= Chichali (archaeological site) =

Archaeological site in India

Chichali is an archaeological site located on the left bank of the Narmada River in India, 7 km west of village Nimrani on the Mumbai Agra Highway. The site was discovered in 1996-1997 by the Prehistory Branch of the Archaeological Survey of India, during the course of exploration headed by Shri S.B. Ota.

== Anthropomorphic figurines ==
Chichali has produced twenty examples of anthropomorphic figurines, variously on pottery (12), in stone (3), ivory (4) and bone (1) from different levels of Early Historical Period. Two examples were found, having well marked head, torso and legs. These have parallels from comparable levels at Kaundinyapur, Amravati district, in Maharashtra.

== Excavation ==
Megaliths were constructed after depositing the funerary goods in the natural shallow depressions on the disintegrated bed - rock and covered with cairn heap and surrounded by big boulders. Materially the excavation yielded fragments of post-cremated human bones (skull fragments, long bones, ribs, etc), red ware, dull red ware and black and red ware ceramics. A notable feature of these megaliths is the total absence of iron objects.

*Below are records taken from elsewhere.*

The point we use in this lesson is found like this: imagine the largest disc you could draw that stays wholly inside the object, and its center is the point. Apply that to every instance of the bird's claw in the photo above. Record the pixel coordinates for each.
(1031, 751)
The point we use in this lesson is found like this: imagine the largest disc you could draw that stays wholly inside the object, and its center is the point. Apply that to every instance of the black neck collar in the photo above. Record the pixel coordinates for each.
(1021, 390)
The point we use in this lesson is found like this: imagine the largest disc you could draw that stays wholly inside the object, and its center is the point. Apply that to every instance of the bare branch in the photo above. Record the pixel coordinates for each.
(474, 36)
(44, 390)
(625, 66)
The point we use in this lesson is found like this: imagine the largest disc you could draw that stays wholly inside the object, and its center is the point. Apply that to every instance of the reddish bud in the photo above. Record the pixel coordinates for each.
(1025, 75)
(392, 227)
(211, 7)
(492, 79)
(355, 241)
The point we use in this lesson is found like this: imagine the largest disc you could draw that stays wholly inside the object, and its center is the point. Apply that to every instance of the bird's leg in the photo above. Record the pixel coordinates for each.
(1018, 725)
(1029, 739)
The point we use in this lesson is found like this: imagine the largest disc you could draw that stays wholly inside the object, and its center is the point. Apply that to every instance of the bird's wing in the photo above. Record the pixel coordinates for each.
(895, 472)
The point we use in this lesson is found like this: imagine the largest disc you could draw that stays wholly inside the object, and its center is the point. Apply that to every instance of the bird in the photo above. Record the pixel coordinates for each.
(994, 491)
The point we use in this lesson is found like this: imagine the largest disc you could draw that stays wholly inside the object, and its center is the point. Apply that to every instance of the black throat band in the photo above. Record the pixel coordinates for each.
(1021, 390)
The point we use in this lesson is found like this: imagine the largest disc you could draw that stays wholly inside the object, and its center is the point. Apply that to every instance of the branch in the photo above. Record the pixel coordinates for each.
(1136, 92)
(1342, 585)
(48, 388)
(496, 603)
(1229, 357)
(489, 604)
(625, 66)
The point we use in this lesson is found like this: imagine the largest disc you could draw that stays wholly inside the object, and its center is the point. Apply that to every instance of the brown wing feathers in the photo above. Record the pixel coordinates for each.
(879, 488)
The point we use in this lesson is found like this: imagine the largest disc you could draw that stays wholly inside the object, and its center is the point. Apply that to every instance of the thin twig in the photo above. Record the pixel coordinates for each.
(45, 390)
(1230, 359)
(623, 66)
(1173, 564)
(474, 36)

== Chalcolithic settlements ==
Chichali is the historical origin of the Goswamis people who were known as Gosais and currently a single family of this ancient inhabitants currently reside in this area. The collections of the physical remains that were gathered by the archeologists who explored the area include the white painted black and red ware, thick incised red ware, red slipped ware, black furnished ware, black and red ware, dull red ware, grey ware and black on red ware.